Since the rational medical service was first available in the eastern part of the globe, it used to be called the eastern medicine in contrast to the medical science which was originated in Europe, the western part. Now countries name their traditional medicine after the typical age in national history. DPR Korea calls its traditional medicine Koryo medicine symbolic of the historic time when the unified territorial sovereignty had been established in all Korea-Koryo Dynasty.
Koryo medicine is native to Korea as it was invented by the ancestors and came a long way of historic development and not only has originalities in theory and recipes distinguished from other oriental traditional medicines but is the invaluable legacy of national medicine which has been developed in conformity with local life style and ethnic constitutional characteristics. The archaeological unearthing brought to light the fact that the ancestors had made application of sharps and medical herbs to management of sickness as early as 5 000 years back. The history of Koryo medicine, as a matter of course, spans the same long as the one of Korean nation.
Throughout the long historic course, the ancestors explored into formulation of the systemized theory of the national medicine, and “Hyangyakjibsongbang”, “Uibangryuchwi” and “Tonguibogam” are counted as the 3 Koryo medical classics of the nation out of the descendent works.
“Hyangyakjibsongbang” had been compiled in 85 volumes during the period of 1431-1433, in which a formulary of 10 706 Koryo medicines for 959 kinds of disease and 1 479 methods of acupuncture are written and names, properties, efficacies, indications, timing for collection, processing and incompatibilities of 694 kinds of Koryo medicinal stuff etc. are listed.
“Uibangryuchwi” which came in 1445 is an encyclopedic book that integrates into one the then 150 Koryo medical references which recorded the experience and achievement until gained in the national medicine.

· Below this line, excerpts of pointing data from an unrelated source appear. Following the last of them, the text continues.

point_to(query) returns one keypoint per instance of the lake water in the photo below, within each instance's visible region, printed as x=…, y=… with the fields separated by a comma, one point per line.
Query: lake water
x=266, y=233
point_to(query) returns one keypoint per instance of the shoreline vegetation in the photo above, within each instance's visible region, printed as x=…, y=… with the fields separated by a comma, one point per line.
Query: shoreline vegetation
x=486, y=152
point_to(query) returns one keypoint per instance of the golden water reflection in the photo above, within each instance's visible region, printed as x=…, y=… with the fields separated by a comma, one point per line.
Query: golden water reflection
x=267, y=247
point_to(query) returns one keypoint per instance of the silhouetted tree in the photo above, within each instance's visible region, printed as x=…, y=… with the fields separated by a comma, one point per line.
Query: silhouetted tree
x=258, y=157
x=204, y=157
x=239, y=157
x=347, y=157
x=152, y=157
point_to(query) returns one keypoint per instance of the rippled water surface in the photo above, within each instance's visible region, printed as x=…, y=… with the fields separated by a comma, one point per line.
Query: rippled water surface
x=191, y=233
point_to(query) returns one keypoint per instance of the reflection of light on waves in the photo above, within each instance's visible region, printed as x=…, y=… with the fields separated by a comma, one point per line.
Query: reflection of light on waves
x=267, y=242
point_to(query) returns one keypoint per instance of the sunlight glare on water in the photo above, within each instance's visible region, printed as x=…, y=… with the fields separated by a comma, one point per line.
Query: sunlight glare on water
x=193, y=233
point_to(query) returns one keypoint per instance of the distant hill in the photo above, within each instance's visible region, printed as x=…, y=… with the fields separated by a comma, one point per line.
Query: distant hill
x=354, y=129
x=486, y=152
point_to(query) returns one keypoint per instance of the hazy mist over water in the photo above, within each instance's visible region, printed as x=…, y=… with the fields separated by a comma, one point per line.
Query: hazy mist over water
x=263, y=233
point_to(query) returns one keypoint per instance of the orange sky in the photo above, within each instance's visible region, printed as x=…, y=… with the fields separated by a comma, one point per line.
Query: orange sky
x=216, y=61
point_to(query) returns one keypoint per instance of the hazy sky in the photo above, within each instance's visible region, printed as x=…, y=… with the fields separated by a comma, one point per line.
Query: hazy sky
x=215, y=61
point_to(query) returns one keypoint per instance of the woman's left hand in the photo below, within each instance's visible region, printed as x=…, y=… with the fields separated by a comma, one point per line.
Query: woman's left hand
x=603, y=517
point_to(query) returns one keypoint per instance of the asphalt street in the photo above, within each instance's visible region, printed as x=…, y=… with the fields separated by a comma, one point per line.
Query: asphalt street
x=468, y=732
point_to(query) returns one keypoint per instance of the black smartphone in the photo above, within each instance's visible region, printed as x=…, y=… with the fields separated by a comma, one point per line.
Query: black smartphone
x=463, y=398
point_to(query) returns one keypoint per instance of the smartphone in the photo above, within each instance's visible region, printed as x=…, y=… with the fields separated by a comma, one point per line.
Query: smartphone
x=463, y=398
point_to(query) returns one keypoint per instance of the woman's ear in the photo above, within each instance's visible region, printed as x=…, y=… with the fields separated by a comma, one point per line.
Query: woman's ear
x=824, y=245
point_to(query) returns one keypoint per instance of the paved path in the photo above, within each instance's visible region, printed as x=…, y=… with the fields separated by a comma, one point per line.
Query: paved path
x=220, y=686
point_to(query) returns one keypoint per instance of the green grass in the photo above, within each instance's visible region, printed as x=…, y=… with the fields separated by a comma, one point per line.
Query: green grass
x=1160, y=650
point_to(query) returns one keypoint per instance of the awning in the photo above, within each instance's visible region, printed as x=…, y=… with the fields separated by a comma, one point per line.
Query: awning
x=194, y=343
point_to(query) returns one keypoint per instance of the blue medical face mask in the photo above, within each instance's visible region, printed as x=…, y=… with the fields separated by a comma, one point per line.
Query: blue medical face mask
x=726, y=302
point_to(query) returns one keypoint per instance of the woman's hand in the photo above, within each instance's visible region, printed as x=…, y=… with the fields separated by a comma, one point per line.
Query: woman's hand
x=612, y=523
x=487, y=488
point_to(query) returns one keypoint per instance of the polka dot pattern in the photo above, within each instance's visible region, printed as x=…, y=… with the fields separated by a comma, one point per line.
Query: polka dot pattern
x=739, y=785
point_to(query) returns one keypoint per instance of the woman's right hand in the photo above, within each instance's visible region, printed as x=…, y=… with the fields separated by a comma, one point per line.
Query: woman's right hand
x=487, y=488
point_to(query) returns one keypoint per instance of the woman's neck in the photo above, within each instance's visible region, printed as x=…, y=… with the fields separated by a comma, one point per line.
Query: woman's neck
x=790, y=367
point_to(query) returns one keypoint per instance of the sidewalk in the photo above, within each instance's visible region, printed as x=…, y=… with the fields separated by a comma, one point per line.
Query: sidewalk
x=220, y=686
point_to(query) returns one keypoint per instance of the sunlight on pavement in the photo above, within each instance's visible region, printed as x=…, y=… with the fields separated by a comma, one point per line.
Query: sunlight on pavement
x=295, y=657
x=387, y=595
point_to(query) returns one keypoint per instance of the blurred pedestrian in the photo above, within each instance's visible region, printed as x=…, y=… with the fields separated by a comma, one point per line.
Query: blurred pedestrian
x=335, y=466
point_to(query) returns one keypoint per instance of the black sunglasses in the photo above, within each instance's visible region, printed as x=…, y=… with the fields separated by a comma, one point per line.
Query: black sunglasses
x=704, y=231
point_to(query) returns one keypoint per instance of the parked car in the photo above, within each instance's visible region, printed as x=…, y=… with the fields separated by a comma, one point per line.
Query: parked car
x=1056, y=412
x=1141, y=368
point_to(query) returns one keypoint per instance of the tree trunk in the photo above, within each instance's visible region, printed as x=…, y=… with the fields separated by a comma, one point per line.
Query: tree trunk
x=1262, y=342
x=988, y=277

“Tonguibogam” which was published in 25 volumes in 1613 is a collection highly acknowledged not only in those days but today as it presents the critical theories and methods of treatment and the corresponding recipes of Koryo medicine clarified in the preceding books in brevity and well organized systematic manner. The collection comprises the information about 1 400 kinds of locally available Koryo medicinal stuff, 1 800 kinds of single-medicine prescription and 3 600 kinds of composite-medicine prescription as well as acupuncture and moxibustion and a variety of caring of health.
The above help scientifically categorize, systemize and specialize Koryo medicine to put it onto a further modernized standard.